Starting at that time would put them about a month behind schedule, but, if all goes according to plan, the presidents will extend the season into August, rather than wrapping up mid-June per usual. They also will eliminate the All-Star games that typically follow the end of the regular seasons to give kids as much time as possible to play.
“We’re … going to forgo participation in any of the All-Star tournaments. We already made that choice just so we can give our kids as much baseball for everybody," said Tom Mashino, Russiaville Little League president. "In total, between our T-ball all the way up to 12 year olds, we had 347 registered players this year. We were just doing as much as we could to get as much baseball in for those kids.”
Although no official decisions have been made yet, all eight of the area league presidents have been working to still have the city tournament as time and restrictions allow, according to Mashino. Though area presidents said they do not want to see a complete cancellation of the season, they did not rule out the possibility if stay-at-home orders continue to be extended.
Northside Little League President Robbie Pattengale said his tentative schedule has been pushed back almost as far as it can go without running too close to school activities.
“We’re almost as deep as we can go. I’d say we could push back another week, week-and-a-half, and that would be about to the point where we’d just have to look at maybe just canceling the entire thing, which I don’t want to do for all the kids. But at the same time, I guess safety first,” Pattengale said.
Mashino said the Russiaville league potentially will cancel the spring season if necessary and have a late summer/extended fall season. Russiaville typically has a spring and fall season every year, according to Mashino, but the fall season usually has about half the enrollment numbers as the spring season.

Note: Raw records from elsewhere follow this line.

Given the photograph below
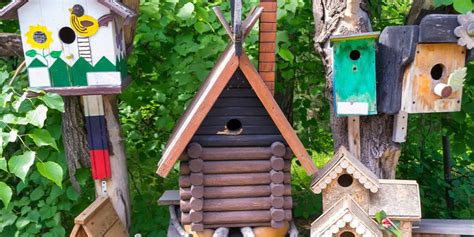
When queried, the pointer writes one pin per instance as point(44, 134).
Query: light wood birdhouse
point(73, 47)
point(354, 74)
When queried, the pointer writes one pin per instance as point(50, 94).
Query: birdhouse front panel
point(354, 76)
point(72, 44)
point(434, 81)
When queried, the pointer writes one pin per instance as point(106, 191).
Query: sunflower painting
point(39, 37)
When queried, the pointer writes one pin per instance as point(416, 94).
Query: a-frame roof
point(345, 213)
point(207, 96)
point(343, 160)
point(10, 10)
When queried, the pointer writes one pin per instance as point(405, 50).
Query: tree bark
point(378, 152)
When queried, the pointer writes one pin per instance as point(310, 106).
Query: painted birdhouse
point(354, 82)
point(422, 68)
point(235, 146)
point(352, 195)
point(73, 47)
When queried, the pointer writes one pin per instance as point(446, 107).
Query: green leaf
point(186, 11)
point(42, 137)
point(286, 55)
point(3, 164)
point(53, 101)
point(201, 27)
point(17, 103)
point(51, 171)
point(31, 53)
point(462, 6)
point(55, 54)
point(37, 194)
point(20, 165)
point(37, 116)
point(5, 193)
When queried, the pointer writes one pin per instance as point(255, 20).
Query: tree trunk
point(378, 152)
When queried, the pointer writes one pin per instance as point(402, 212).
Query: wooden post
point(353, 133)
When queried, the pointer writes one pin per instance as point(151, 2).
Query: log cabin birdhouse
point(73, 47)
point(421, 68)
point(352, 195)
point(235, 146)
point(354, 82)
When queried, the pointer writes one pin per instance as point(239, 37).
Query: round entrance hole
point(234, 125)
point(345, 180)
point(347, 234)
point(354, 55)
point(437, 71)
point(67, 35)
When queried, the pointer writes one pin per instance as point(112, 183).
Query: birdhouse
point(352, 195)
point(235, 146)
point(354, 82)
point(73, 47)
point(422, 68)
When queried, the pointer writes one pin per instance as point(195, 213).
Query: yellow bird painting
point(84, 25)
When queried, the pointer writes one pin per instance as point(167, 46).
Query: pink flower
point(386, 223)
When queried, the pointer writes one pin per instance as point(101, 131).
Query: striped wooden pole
point(267, 43)
point(97, 136)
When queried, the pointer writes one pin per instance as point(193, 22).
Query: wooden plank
point(444, 227)
point(235, 217)
point(236, 141)
point(247, 130)
point(438, 28)
point(237, 204)
point(169, 197)
point(237, 192)
point(197, 111)
point(353, 133)
point(396, 50)
point(277, 115)
point(228, 167)
point(219, 180)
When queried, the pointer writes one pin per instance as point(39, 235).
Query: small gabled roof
point(344, 160)
point(345, 213)
point(207, 96)
point(10, 10)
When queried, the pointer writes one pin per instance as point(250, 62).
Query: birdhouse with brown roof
point(235, 146)
point(73, 47)
point(353, 195)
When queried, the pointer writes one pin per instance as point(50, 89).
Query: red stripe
point(100, 160)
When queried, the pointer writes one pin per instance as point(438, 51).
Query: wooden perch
point(10, 45)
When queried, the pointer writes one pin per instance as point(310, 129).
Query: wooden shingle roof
point(10, 10)
point(207, 96)
point(344, 161)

“In the grand scheme of things you have to think, ‘It’s just baseball. Nobody’s going to remember in 10 or 15 years. Nobody’s going to remember who won this game or who won that game.’ So, the idea of doing all the social distancing and keeping everybody away from each other in order [to], as they keep saying, ‘flatten the curve,’ I think it’s the right call just because the safety and well-being of our players, their families, [and] the people involved in our league is the number-one concern,” Taylor Southeast Little League President Kirk Wiley said.